Plant Reproduction (most years): Know the parts of a flower — stamen (anther + filament), pistil (stigma + style + ovary + ovule). Know the difference between insect-pollinated and wind-pollinated flowers and their physical characteristics. Know the four seed dispersal methods — wind, water, animal (eaten), animal (attached), and self-dispersal — with one example of each.

Water Cycle (most years): Know the four processes — evaporation, condensation, precipitation, collection. Know that transpiration from plants also adds water vapour to the atmosphere. Be able to explain the formation of clouds (water vapour rises, cools, condenses around dust particles). Know why puddles disappear on a hot sunny day (evaporation, not absorption into the ground).

The Because-Therefore Formula for Section B

For every "explain why" question in PSLE Science Section B, use this structure: state the scientific reason using a keyword, then state the outcome using "therefore" or "so." For example: "Because the circuit is broken, therefore no current can flow and the bulb does not light up." Or: "Because there is insufficient light, the plant cannot carry out photosynthesis, therefore no glucose is produced." Practise writing answers in this format for every topic — it forces you to include both the cause and the effect, which is what the mark scheme rewards.

Fair Test Questions — A Guaranteed Section B Topic

Fair test questions appear in almost every PSLE Science paper. The structure of a correct answer is always the same: identify the variable being tested (the independent variable), state what is being measured (the dependent variable), and list what must be kept the same (the controlled variables). For example, if testing whether sunlight affects plant growth: the independent variable is the amount of sunlight, the dependent variable is the height of the plant after two weeks, and the controlled variables are the type of plant, amount of water, amount of soil, size of pot, and temperature. Full marks require all three elements.
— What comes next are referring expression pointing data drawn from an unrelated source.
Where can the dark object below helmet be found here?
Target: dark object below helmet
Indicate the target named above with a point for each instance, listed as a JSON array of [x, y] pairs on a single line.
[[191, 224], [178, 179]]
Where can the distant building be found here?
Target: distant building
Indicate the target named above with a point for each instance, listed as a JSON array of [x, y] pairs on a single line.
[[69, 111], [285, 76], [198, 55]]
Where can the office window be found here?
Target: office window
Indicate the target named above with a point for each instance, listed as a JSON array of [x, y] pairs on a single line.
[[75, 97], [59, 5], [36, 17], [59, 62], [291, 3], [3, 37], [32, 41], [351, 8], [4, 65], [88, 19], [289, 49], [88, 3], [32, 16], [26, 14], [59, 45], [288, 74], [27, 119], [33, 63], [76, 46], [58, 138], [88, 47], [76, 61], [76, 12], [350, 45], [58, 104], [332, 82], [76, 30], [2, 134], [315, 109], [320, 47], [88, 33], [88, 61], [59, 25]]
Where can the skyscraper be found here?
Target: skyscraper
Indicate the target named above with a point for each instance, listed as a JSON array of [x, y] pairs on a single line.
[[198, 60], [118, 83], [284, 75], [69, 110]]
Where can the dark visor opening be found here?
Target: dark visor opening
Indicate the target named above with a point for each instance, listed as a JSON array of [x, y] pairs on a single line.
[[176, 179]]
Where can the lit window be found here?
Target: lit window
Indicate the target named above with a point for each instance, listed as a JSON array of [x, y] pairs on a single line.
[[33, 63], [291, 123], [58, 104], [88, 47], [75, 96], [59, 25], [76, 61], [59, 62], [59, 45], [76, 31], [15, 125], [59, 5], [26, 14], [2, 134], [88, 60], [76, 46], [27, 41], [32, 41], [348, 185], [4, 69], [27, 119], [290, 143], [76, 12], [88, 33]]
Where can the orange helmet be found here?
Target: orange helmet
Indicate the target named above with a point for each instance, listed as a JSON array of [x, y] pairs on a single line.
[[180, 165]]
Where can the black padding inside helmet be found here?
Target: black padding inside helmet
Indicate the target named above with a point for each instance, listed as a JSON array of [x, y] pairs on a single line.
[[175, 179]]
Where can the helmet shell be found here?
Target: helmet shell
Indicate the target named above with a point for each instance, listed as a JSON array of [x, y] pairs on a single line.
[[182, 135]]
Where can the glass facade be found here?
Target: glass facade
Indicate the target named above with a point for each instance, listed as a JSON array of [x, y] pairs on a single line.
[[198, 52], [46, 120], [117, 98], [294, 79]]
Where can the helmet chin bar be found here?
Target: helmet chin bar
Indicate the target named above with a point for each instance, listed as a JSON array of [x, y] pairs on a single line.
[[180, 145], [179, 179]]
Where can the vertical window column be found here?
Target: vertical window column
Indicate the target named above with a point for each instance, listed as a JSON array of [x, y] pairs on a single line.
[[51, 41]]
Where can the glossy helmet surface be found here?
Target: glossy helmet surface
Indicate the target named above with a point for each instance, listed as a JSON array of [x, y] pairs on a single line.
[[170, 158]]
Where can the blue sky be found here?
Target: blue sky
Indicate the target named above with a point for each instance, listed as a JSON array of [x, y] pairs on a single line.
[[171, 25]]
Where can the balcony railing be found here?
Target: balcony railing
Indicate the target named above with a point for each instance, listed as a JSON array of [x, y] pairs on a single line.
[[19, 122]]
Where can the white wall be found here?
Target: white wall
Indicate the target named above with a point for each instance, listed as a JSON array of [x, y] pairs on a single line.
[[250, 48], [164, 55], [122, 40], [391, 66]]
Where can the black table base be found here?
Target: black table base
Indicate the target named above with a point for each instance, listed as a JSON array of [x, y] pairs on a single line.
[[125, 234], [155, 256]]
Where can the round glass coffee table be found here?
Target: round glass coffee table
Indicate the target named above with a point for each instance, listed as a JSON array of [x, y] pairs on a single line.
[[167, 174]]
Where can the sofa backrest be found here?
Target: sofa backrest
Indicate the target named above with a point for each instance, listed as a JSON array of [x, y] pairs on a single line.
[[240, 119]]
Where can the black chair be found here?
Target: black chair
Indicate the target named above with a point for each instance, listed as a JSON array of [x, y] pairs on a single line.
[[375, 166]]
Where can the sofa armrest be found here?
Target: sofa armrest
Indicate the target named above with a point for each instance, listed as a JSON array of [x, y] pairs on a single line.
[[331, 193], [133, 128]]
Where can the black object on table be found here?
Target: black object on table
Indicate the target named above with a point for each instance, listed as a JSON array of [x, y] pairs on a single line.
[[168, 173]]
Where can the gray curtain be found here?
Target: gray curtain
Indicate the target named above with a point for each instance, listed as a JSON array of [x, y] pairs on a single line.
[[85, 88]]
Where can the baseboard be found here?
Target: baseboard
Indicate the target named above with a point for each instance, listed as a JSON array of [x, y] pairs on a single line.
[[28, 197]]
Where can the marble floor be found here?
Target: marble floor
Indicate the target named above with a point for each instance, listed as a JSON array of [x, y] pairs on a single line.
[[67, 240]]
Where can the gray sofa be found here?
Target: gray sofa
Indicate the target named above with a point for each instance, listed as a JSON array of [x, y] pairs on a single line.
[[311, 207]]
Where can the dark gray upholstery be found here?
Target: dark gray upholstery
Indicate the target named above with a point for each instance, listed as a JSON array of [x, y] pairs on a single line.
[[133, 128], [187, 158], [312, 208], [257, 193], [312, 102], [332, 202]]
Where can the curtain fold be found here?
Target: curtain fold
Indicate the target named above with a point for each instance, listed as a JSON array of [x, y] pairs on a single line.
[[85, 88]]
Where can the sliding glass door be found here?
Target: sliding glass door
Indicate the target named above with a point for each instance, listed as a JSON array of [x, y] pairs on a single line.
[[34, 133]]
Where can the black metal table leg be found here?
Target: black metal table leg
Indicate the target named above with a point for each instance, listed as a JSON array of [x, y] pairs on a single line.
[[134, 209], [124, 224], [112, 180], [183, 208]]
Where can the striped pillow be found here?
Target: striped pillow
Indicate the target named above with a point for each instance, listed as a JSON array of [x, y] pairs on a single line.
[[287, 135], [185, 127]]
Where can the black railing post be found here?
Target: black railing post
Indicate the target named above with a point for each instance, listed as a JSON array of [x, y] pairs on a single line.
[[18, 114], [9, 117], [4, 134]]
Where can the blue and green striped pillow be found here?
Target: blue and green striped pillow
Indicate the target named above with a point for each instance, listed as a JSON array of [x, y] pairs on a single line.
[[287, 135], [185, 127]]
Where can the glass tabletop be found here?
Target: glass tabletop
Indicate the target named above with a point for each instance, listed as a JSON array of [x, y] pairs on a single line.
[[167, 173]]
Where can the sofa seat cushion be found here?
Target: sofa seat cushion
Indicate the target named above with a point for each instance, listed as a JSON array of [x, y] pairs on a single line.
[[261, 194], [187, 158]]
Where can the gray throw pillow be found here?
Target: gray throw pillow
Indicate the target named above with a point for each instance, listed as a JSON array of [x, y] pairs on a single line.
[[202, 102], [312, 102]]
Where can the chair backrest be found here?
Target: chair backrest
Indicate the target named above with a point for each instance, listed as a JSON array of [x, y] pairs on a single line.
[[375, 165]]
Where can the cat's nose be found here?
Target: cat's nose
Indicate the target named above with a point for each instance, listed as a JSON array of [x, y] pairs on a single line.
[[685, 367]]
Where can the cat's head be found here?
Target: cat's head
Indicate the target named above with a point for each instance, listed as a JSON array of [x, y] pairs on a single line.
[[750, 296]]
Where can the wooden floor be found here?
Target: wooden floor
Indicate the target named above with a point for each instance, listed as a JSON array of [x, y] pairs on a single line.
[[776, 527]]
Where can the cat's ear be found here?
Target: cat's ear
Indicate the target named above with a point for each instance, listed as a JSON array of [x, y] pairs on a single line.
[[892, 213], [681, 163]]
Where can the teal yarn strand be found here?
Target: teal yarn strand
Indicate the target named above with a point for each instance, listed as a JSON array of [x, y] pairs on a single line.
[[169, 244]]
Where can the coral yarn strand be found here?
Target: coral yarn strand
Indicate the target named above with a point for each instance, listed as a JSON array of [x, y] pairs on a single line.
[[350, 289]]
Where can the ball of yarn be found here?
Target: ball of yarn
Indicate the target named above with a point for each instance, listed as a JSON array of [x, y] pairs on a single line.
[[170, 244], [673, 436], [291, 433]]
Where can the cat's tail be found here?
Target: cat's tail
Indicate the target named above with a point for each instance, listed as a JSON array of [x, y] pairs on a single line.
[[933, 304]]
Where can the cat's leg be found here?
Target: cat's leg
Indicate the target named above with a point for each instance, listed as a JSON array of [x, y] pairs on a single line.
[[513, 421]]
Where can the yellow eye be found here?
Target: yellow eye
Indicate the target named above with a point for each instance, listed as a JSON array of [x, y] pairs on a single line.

⏰ Final night advice: The night before PSLE Science, do not attempt a full paper. Instead, spend 30 minutes reading through your keyword list for the four highest-frequency topics — forces, electricity, food chains, and photosynthesis. Then get a full night of sleep. A well-rested brain retrieves information significantly faster and more accurately than a tired one. Everything you need is already in your memory. The goal of the final night is to help your brain access it smoothly.